Chemiker stellen neuen Reaktionsweg vor
Photokatalytisches Verfahren zur Spaltung von Disulfiden ist schnell und biokompatibel
© WWU/Michael Teders
Vorteile der neuen Reaktion: Sie läuft sehr schnell ab („Klick-Chemie“) und ist besonders passgenau. Bei der symmetrischen Spaltung der Disulfide, also von Molekülen mit Bindungen zwischen zwei Schwefelatomen, entstehen Produkte, die für verschiedene Anwendungen genutzt werden könnten. „Diese sogenannten Thiyl-Schwefel-Radikale könnten zum Beispiel zur Herstellung von Medikamenten, Pflanzenschutzmitteln oder Polymeren eingesetzt werden“, sagt Frank Glorius vom Organisch-Chemischen Institut der WWU.
Um die Reaktion zu ermöglichen, verwenden die münsterschen Wissenschaftler ein spezielles Photokatalysator-Molekül, das die Energie von sichtbarem Licht absorbiert, speichert und sie anschließend auf ein unmittelbar an der Reaktion beteiligtes Molekül überträgt.
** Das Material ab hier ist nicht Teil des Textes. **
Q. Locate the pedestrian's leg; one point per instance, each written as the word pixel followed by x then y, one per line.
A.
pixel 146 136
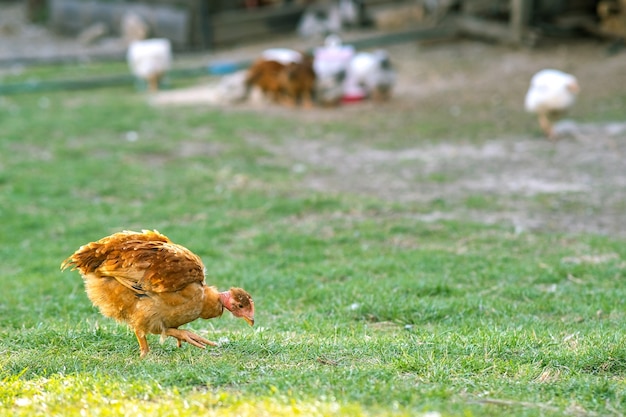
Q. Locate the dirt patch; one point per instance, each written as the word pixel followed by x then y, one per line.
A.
pixel 514 177
pixel 576 184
Dieser Prozess, bei dem die Moleküle gegenseitig Elektronen übertragen, wird als Energietransfer bezeichnet. Im Gegensatz zum einseitigen Elektronentransfer vom Photokatalysator ist dieses Verfahren in der lichtgesteuerten Photokatalyse wenig verbreitet. Die Arbeitsgruppe von Dirk Guldi (FAU) klärte den molekularen Mechanismus des Energietransfers mit der Methode der Ultrakurzzeitspektroskopie auf. Sehr kurze Laserblitze machen hierbei die molekularen Eigenschaften und Veränderungen während einer chemischen Reaktion sichtbar.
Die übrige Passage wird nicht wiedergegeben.